The U.K. waited 16 years to join the European Economic Community after it was formed in 1957, and some people immediately argued that it should pull out. Prime Minister John Major’s government almost fell in 1993 when some of his party’s lawmakers voted against him signing the Maastricht Treaty, which deepened cooperation and created the EU. The same euroscepticism kept Britain from adopting the Euro when it was launched in 1999. The bloc added eight eastern European countries in 2004, triggering a wave of immigration that strained public services. In England and Wales, the share of foreign-born residents had swelled to 13.4 percent of the population by 2011, roughly double the level in 1991. In the years before the Brexit vote, migrants were lured by Britain’s economy, which was growing at twice the pace of the euro zone’s. Because the free movement of citizens is a basic principle of EU law, leaving the bloc, as the Brexiteers will for sure let you know, is the only sure way for the U.K. to stem the flow of people. Before the vote, the U.K. was the second-biggest EU country by economic output and the third-largest by population, after Germany and France. There’s still a queue of countries waiting to join the bloc.

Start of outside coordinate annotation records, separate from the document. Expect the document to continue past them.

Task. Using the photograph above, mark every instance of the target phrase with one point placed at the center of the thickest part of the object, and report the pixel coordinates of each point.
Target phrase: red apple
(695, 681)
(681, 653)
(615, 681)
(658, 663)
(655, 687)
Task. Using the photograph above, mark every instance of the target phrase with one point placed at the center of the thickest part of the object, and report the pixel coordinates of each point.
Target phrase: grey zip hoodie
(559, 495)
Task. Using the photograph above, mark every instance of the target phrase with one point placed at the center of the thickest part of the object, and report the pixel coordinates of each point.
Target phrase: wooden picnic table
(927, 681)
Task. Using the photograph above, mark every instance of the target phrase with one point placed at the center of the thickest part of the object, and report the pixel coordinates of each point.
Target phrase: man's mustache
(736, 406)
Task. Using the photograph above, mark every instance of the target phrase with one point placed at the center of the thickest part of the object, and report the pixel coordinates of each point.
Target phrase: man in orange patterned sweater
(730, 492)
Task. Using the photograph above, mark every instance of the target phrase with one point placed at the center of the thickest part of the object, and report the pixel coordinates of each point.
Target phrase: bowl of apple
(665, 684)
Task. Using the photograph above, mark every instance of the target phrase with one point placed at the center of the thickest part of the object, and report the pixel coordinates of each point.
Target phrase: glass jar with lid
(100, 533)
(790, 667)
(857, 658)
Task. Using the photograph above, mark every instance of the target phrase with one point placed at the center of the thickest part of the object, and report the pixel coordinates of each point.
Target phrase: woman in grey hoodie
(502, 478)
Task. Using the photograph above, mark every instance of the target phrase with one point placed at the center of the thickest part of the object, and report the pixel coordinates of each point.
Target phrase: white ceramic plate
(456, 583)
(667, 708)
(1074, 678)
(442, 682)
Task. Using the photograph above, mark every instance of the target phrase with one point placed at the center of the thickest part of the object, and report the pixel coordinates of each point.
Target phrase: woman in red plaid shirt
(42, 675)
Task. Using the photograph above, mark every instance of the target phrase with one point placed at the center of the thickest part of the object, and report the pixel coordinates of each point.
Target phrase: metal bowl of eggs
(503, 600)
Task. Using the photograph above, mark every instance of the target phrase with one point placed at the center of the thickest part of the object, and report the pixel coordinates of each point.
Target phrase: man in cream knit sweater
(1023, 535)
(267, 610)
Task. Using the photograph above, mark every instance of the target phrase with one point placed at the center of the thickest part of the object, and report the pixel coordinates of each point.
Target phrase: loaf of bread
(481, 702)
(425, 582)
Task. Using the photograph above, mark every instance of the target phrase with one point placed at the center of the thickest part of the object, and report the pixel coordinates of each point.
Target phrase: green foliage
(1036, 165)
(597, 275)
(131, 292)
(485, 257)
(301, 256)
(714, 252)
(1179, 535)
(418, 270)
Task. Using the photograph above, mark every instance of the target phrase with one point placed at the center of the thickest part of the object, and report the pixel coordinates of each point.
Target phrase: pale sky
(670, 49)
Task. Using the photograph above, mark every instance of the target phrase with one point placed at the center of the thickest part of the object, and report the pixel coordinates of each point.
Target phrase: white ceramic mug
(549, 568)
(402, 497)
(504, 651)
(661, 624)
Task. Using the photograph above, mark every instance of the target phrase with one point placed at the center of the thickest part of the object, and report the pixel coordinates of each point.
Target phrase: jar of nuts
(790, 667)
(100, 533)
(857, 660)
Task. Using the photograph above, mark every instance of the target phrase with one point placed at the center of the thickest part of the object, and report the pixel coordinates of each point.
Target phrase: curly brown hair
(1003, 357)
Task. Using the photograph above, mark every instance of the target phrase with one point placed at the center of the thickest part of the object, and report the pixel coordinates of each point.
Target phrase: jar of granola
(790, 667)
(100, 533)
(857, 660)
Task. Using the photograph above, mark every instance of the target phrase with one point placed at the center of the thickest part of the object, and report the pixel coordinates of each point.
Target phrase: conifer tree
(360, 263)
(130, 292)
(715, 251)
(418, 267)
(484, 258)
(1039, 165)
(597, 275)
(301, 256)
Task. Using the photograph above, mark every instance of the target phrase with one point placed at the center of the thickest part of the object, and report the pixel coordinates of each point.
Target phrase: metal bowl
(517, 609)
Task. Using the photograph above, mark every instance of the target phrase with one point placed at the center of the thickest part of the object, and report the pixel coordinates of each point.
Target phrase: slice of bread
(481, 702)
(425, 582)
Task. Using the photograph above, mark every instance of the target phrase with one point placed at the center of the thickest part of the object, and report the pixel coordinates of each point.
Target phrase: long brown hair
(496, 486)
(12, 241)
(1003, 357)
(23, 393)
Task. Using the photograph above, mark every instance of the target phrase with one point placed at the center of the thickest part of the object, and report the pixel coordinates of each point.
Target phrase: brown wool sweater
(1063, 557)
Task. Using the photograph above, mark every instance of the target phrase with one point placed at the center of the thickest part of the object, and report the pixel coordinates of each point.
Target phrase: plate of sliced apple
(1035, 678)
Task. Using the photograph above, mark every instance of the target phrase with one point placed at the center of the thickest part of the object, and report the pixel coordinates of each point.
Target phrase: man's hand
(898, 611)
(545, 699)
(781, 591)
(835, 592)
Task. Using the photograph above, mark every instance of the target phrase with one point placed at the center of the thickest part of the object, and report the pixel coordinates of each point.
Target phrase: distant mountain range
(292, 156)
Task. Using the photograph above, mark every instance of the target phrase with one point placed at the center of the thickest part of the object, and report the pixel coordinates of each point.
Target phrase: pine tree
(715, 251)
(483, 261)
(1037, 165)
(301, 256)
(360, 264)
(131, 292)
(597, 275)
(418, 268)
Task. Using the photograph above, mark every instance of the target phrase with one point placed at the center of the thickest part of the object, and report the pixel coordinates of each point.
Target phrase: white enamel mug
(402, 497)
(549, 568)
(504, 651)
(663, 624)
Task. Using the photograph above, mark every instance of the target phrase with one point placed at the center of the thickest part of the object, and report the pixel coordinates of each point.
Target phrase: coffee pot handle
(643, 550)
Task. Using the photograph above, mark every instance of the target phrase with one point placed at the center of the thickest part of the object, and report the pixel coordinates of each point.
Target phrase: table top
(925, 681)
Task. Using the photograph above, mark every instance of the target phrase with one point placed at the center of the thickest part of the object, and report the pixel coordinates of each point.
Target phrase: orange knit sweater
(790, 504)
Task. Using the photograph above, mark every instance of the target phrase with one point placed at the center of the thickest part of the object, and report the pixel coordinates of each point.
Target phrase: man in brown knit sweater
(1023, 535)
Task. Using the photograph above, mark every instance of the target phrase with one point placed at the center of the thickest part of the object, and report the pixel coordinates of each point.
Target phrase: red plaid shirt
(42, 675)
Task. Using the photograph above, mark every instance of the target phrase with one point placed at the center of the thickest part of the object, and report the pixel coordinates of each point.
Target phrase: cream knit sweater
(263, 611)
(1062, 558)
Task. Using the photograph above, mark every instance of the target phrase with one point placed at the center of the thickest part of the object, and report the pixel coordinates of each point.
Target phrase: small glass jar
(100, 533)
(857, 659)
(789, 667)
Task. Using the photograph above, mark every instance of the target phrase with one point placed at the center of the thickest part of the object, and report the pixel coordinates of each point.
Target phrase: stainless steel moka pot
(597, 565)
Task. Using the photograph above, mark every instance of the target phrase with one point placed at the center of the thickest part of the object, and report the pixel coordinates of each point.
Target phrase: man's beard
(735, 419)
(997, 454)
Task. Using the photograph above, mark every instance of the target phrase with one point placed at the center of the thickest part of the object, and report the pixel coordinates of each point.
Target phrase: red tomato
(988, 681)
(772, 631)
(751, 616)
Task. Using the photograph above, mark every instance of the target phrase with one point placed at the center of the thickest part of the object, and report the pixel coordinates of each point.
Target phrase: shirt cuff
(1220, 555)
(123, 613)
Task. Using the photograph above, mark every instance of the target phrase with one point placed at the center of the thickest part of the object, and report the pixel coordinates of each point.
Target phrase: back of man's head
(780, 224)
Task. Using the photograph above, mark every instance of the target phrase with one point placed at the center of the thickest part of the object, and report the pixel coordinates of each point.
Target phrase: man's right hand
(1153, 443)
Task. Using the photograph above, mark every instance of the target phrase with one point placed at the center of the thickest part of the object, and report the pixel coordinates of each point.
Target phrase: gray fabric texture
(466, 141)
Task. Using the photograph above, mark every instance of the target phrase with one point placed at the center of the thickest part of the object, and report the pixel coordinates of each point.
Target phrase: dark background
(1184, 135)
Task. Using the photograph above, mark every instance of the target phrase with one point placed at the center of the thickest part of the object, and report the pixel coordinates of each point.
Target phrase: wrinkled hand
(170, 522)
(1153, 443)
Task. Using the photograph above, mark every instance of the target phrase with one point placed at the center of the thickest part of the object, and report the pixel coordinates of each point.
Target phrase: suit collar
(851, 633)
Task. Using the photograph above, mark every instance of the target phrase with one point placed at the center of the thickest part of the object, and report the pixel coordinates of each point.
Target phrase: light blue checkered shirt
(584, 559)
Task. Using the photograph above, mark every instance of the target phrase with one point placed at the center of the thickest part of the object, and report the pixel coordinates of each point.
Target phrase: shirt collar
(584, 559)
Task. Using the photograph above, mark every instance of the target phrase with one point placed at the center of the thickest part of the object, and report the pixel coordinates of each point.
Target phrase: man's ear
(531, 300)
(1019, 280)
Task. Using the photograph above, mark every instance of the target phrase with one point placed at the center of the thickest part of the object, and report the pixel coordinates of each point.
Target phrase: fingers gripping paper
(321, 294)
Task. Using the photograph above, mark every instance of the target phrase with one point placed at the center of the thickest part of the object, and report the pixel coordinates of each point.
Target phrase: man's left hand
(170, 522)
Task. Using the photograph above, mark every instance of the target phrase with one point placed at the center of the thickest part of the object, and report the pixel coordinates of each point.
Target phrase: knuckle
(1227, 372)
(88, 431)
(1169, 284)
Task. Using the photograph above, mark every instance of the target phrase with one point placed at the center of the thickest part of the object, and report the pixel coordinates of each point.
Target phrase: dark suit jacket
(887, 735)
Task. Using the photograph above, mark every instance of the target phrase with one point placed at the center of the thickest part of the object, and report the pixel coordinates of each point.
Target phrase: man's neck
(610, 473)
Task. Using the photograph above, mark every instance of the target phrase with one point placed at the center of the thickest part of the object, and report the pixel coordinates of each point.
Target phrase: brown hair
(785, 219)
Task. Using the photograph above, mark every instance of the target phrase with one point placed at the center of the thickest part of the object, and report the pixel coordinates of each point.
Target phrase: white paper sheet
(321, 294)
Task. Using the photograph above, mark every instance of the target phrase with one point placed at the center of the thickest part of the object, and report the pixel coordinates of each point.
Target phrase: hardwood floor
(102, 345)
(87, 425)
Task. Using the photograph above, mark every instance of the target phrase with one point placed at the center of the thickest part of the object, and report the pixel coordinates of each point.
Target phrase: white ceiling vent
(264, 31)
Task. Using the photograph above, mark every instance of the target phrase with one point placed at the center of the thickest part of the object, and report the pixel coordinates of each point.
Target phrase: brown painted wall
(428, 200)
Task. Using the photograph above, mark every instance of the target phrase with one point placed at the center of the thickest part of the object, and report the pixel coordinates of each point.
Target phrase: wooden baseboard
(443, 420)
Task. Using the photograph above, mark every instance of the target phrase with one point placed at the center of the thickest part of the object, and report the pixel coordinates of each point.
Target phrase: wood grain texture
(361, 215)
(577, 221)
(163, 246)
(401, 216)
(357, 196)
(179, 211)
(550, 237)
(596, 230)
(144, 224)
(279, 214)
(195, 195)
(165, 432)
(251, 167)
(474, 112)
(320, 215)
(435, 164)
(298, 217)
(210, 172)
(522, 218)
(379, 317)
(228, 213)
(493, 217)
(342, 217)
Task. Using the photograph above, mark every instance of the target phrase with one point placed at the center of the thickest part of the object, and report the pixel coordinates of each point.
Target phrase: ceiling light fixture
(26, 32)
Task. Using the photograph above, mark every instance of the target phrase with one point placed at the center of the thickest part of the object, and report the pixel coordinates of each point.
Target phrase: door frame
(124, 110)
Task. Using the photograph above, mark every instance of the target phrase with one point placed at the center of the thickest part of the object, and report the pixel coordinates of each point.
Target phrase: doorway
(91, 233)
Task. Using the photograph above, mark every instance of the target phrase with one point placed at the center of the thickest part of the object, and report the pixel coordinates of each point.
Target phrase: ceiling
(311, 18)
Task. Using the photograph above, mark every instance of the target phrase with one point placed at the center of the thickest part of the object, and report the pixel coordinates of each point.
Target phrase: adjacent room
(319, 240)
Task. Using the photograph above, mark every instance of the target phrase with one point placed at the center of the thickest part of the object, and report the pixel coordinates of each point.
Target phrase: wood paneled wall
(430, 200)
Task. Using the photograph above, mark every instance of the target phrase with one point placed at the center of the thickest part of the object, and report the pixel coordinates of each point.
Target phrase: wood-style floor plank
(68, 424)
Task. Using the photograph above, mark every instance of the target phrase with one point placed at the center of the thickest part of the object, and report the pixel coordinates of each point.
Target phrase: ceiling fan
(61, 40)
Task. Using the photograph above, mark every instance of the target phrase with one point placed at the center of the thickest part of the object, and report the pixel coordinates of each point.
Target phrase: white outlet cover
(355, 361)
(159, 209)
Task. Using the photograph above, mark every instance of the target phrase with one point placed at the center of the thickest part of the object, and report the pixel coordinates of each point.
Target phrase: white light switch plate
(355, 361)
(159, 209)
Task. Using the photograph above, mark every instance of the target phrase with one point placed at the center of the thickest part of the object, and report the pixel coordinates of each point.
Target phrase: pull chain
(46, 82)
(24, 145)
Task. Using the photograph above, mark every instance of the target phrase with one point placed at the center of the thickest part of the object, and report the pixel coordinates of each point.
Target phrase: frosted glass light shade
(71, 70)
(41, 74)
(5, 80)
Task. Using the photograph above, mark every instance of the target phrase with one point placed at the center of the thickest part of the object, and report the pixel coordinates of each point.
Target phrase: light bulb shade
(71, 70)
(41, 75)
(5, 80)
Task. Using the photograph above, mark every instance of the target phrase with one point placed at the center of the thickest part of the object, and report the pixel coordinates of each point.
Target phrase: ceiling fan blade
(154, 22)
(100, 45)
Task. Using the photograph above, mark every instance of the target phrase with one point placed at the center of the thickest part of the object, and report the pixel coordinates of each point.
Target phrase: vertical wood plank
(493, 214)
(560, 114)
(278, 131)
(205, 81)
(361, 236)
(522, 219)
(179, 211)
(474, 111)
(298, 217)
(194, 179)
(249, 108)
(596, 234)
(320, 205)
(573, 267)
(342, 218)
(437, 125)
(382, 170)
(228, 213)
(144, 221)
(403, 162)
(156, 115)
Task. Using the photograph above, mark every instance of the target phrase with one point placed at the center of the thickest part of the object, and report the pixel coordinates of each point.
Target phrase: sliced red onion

So why exactly did so many Britons want out? There were three main issues: economics, immigration, and identity. The economics issue was that the U.K. sends money to Brussels (the HQ of the EU), which then gets redistributed to the various other member states. The arguments of those in favor of Brexit — the Leave campaign — sounded similar to Americans who complain about funding which goes to national programs. "Why should we have to pay for that?" The Remain campaign, on the other hand, argued that leaving the EU (and its common market, in which Britain can sell goods to all EU states under favorable terms) would wreck the British economy, and possibly the world economy.
The immigration controversy follows similar lines, but is way more charged. Any citizen of an EU member state can relocate and work in the U.K. without needing a work visa. Most economists agree that this is good for the economy, but right-wingers complain that non-U.K. citizens are coming in and using up already-scarce public resources, like the National Health Service (NHS) and welfare. Anyone who's been engaged in America's immigration debate will find this familiar, especially all the implicit racist overtones. Indeed, Nigel Farage, current leader of the Brexit Party, could definitely give Donald Trump a run for his money in the outrageous remarks department.
But perhaps most importantly, people in the U.K. don't generally see themselves as European, and the question of British identity within the EU is a complicated one. As a member state, the U.K. must abide by various EU policies, some of which can seem ridiculous or overly constricting, like rules on bananas and pet horses! Essentially, The Leavers argue that Brexiting would allow the U.K. to take control back over its laws.
However, no one knows how things will turn out. Hard-line Brexiteers have been seeking a no-deal exit, meaning the U.K. would leave the EU with no agreements in place about what their relationship would be like in the future. They fear that if nothing is approved by the new April deadline, the government could be forced to seek a much longer extension on the withdrawal date – which could give backers of a second referendum time to build support for what currently seems a long-shot option. That could end in Britons reversing their decision to leave the European Union altogether.
There are other possibilities, too, like a general election that could put May on more solid footing in Parliament — or lead to a government that might negotiate a soft Brexit deal that would keep Britain closer to the bloc. No one really knows what’s going to happen. One thing is for certain though: It is a big mess!